13 July 2009

Jerome's Memorial

Site of a July 4th weekend shooting:
 


Green and Republic: 
This is just a block south of Findlay Market. I walked this way to the Market Sunday, and my son was asking why there were so many empty buildings up here and why the owners don't fix them up. I told him there was a shooting here, but he wasn't so interested in the memorial.

4 comments:

Jason said...

I saw that memorial thing on sunday too. The funny thing is that my friend's goat just died yesterday and its name was Jerome too:)
The poor goat was crushed by a spooked horse. No kidding.

CityKin said...

Don't know if it is kosher to take photos of such memorials, but I don't see why not.

Quimbob said...

"my son was asking why there were so many empty buildings up here and why the owners don't fix them up."
This is something that really honks me off. I have seen buildings sit vacant and abandoned in OTR for over a generation. The kids growing up there and in other neighborhoods with the same problem pick up on this and might very well grow to adulthood in these neighborhoods. What can they take away from that experience except that people don't care about their community and don't care about them. I can't imagine it. What these building owners are doing to kids is criminal.

VisuaLingual said...

Criminal? Sheesh. I grew up in a less-than-pastoral neighborhood, and it really fueled my interests in architecture, planning, and specifically preservation at an early age.
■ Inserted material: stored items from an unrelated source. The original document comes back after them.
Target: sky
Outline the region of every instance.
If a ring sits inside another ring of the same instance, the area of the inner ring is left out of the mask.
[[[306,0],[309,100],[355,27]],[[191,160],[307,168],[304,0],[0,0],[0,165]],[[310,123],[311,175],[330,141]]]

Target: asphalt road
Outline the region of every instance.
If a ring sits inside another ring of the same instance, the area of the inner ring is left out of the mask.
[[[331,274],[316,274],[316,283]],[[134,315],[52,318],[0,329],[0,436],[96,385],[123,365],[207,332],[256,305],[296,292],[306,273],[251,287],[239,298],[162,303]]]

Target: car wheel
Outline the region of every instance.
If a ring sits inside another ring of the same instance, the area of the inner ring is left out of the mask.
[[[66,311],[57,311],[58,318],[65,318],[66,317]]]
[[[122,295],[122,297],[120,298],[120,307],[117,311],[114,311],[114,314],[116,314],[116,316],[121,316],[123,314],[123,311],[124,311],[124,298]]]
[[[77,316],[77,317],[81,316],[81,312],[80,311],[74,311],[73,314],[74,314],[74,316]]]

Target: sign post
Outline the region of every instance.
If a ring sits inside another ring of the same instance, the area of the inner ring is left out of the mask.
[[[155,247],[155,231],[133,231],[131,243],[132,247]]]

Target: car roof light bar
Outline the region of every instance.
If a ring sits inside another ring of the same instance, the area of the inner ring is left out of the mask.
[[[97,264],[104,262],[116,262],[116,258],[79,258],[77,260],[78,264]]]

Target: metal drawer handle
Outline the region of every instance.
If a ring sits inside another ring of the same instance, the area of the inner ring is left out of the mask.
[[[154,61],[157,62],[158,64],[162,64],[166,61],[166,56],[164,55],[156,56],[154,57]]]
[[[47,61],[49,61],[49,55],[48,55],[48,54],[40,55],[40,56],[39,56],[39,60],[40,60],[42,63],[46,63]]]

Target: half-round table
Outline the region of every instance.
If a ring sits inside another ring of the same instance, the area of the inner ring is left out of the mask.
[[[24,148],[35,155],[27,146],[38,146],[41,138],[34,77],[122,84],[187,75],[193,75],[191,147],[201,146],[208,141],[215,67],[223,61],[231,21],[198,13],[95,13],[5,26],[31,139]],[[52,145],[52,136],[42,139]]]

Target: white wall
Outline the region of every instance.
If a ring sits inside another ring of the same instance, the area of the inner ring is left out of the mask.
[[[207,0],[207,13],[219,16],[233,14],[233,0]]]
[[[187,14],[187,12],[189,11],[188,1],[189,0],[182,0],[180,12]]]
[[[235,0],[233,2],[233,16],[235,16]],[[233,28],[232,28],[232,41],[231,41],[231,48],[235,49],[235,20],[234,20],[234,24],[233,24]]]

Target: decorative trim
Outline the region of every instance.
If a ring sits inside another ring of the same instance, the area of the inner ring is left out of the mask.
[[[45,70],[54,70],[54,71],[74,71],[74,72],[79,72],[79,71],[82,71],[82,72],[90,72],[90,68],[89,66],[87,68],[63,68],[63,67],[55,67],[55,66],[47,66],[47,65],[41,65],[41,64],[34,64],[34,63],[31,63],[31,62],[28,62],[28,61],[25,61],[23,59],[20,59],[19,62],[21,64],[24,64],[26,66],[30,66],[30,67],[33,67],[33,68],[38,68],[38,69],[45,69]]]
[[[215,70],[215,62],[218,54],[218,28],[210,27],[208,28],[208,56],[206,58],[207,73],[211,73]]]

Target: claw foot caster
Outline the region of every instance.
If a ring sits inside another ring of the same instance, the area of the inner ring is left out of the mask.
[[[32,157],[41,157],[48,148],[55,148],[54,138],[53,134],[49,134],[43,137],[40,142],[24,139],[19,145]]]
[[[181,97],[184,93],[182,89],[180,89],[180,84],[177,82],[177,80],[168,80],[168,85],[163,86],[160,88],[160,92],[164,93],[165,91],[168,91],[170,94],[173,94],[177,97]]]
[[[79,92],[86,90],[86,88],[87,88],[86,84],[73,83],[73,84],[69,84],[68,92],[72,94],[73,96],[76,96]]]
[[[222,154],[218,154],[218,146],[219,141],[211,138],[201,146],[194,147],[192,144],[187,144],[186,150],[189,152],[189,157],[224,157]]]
I felt indignant about the state of my microcosm, like I was the only one who saw the value of taking care of my environment. Not that I was exactly right, or that that's exactly the path I took in life, but I think witnessing, or perceiving a wrong is a strong force that mobilizes young people to act.

So many of my friends grew up in what I would call pastoral neighborhoods and then completely disowned the aesthetics and values embedded within them. That can and does happen in any kind of situation.